Federal Labor candidate for Robertson Anne Charlton committed to strengthening seismic testing legislation and said if she wins her seat and Labor forms government the party would conduct a review of seismic acquisition programs.
These are currently overseen by the National Offshore Petroleum Safety and Environmental Management Authority.
The review would also include extensive community consultation.
"I am committed to working with the community to make sure this happens. If we are elected, Labor will strengthen the law to make sure seismic exploration does not occur where whale life could be adversely affected," Charlton said.
"We will commission a review — one open to community consultation — into how we can strengthen the controls applied to all seismic exploration activities."

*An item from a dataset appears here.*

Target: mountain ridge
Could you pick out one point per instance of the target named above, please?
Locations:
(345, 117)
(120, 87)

In an announcement last Friday MEC said its board of management were "unanimous in its belief" that 3D seismic data must be obtained over PEP11 to ensure the next drilling program in the permit had an optimal chance of success.
MEC and BPH Energy both share Advent Energy but are misaligned on the need for seismic survey. BPH head David Breeze used to head up MEC but is currently suing the company and six others for libel in the Western Australian Supreme Court.
The joint venture intends to lodge an EP with the National Offshore Petroleum Safety and Environmental Management Authority in the short term.
Asset Energy has already conducted 2D seismic over PEP11. The survey highlighted what MEC calls some "interesting anomalies" within the tertiary sedimentary section.
Seismic testing and hydrocarbon development has been controversial in that part of the state with Greens founder Bob Brown leading a protest in Newcastle last year.
Yesterday Energy News reported that 3D Oil had received the green light from the national regulator to acquire seismic in T/49P in the Otway Basin.
The Dorrigo seismic survey will be conducted across 1,580 sq.km some 18km west of King Island in Tasmania, in water depths between 100 and 840 metres.
Today Tasmanian Greens senators Peter Whish-Wilson and Nick McKim condemned the seismic program.
"This decision means we are one step closer to seeing oil rigs off Tasmania's coast," Whish-Wilson and McKim said in a joint release.
"The Greens will stand up for fishers and coastal communities in Tasmania and around the country. That's why we have drafted a private members bill to ban all new offshore oil and gas exploration and extraction to be introduced into the new parliament."
3D Oil's survey is expected to take around 35 to complete and will commence between September and October, a period that avoids the Bonney upwelling coastal period which attracts blue whales.